Ministers regretted the understandable postponement of the Commonwealth Heads of Government Meeting (CHOGM) which was due to be held in Rwanda in June 2020. The Community was looking forward to addressing issues of interest and concern with their Commonwealth counterparts. This forum has always been viewed as a valuable opportunity for exchanging views with members of the G7 and G20 which play an influential role in shaping global economic and financial affairs. This would have been opportune, given the present need for the support required by CARICOM states whose economies have been decimated by the pandemic. This forum is also of significance because of the importance it has ascribed traditionally to the situation of small states.


Belize – Guatemala Dispute

The COFCOR received an update on the recent developments between Belize and Guatemala. The COFCOR welcomed the submission of the case arising from Guatemala’s claim to the International Court of Justice (ICJ) for final and definitive resolution, in accordance with the Special Agreement to Submit Guatemala’s Claim to the ICJ. They further noted that the ICJ had extended the time-limits for the filing of the initial pleadings.

Pending a resolution of the case before the ICJ, the COFCOR urged Belize, Guatemala and the OAS to respect and implement fully the Confidence Building Measures as agreed under their Framework Agreement of 2005.  They further called on both countries and the OAS to redouble their efforts to engage in the design and development of a mechanism of cooperation for the Sarstoon River, which remains outstanding.

The COFCOR reiterated its support for the crucial role of the OAS in the process aimed at resolving the dispute, arising from Guatemala’s claims on Belize, and called on the international community to continue supporting the OAS Office in the Adjacency Zone.

The COFCOR reaffirmed its unwavering support for the sovereignty, territorial integrity and security of Belize.

Guyana-Venezuela Controversy

CARICOM Foreign Ministers received an update on the most recent developments between the Cooperative Republic of Guyana and the Bolivarian Republic of Venezuela.

Ministers noted that Guyana was to have presented its case in oral pleadings scheduled for the week of 23 March 2020 as to why the ICJ was properly vested with jurisdiction by the United Nations Secretary-General under the Geneva Agreement 1966 for a final resolution to the controversy between Guyana and Venezuela.
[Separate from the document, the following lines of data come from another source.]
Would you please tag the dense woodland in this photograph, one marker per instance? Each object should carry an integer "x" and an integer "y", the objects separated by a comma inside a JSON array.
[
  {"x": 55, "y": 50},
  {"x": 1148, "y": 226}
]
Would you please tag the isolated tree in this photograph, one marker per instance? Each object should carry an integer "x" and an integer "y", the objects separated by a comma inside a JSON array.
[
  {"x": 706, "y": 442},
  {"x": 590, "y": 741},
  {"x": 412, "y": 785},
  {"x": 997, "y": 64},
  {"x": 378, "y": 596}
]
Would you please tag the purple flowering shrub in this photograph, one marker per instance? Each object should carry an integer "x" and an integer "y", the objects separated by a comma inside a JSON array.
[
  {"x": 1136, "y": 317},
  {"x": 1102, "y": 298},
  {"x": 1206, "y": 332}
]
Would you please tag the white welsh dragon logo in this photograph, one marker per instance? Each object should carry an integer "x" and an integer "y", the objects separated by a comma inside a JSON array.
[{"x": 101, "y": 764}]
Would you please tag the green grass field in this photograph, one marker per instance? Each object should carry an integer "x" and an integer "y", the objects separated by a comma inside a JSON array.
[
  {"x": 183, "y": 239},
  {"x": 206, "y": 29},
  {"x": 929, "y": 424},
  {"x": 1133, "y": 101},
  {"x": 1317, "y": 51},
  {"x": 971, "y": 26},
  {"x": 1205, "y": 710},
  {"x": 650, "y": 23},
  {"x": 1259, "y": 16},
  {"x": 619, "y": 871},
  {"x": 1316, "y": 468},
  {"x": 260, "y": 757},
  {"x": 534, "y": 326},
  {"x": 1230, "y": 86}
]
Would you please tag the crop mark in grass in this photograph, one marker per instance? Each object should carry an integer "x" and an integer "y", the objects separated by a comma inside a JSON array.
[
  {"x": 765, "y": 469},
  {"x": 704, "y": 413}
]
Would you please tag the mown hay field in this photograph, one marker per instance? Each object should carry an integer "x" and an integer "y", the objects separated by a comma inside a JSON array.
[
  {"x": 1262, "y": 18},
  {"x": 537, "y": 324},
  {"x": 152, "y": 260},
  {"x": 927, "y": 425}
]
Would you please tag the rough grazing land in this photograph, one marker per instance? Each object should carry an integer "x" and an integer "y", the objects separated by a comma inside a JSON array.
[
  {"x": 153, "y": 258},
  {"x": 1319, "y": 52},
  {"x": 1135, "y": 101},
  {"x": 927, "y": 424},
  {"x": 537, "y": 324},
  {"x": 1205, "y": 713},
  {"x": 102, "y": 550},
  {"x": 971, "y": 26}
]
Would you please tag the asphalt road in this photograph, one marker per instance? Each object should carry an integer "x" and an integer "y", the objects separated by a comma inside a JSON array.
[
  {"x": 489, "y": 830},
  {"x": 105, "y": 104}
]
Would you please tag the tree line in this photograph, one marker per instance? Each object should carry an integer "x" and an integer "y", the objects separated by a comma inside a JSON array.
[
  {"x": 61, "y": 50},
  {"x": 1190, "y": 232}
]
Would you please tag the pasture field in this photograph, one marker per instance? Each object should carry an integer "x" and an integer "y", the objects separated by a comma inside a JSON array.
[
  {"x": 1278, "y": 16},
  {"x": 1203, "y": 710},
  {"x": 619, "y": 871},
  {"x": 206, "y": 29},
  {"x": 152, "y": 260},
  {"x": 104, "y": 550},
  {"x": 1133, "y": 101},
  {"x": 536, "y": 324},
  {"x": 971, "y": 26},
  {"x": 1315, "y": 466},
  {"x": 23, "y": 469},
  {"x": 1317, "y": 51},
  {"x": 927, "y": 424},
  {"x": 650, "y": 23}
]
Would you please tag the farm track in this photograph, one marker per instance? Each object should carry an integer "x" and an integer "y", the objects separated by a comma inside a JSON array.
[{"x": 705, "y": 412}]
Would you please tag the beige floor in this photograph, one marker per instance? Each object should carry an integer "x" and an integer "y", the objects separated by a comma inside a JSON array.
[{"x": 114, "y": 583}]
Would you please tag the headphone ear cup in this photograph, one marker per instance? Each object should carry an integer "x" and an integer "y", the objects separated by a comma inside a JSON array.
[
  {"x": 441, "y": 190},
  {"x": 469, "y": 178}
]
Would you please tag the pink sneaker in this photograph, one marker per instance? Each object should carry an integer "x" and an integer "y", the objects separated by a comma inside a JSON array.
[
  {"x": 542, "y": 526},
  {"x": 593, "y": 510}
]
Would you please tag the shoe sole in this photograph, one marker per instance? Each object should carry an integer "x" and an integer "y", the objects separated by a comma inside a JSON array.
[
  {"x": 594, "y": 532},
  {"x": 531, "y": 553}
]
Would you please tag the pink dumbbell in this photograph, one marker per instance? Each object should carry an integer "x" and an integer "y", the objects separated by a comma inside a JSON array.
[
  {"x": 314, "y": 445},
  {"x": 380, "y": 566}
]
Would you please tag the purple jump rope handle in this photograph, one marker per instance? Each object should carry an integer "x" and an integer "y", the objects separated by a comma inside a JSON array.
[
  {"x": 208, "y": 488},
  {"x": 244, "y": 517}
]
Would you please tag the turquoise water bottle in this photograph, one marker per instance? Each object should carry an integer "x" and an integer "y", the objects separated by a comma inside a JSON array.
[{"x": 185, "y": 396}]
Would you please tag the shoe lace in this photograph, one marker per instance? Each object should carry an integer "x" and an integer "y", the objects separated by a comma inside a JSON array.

Ministers further noted that the oral pleadings had to be postponed by the Court due to the global pandemic caused by COVID -19.

Ministers reiterated the Community’s full support for the judicial process that is intended to bring a peaceful and definitive end to the long-standing controversy between the two countries. They further reiterated their firm and unswerving support for the maintenance and preservation of the sovereignty and territorial integrity of Guyana.


Foreign Ministers underscored the importance of maintaining a coordinated position in multilateral fora on sensitive social issues which have become quite contentious during discussions at the UN.  They agreed on the importance of determining CARICOM’s core positions on these issues.


The COFCOR recognised the importance of CARICOM Election Observation Missions (CEOMS) in promoting and maintaining the Community’s democratic values. They noted the challenges that currently exist in assembling missions and examined ways in which the process could be improved. The COFCOR agreed that the Declaration of Principles for International Election Observation and the Code of Conduct for International Election Observers should be adopted.


The COFCOR considered and agreed, in principle, to a proposal for the CARICOM Standard, the symbol of the Caribbean Community, to be displayed along with the national flag at all the Diplomatic and Consular Offices of CARICOM Member States.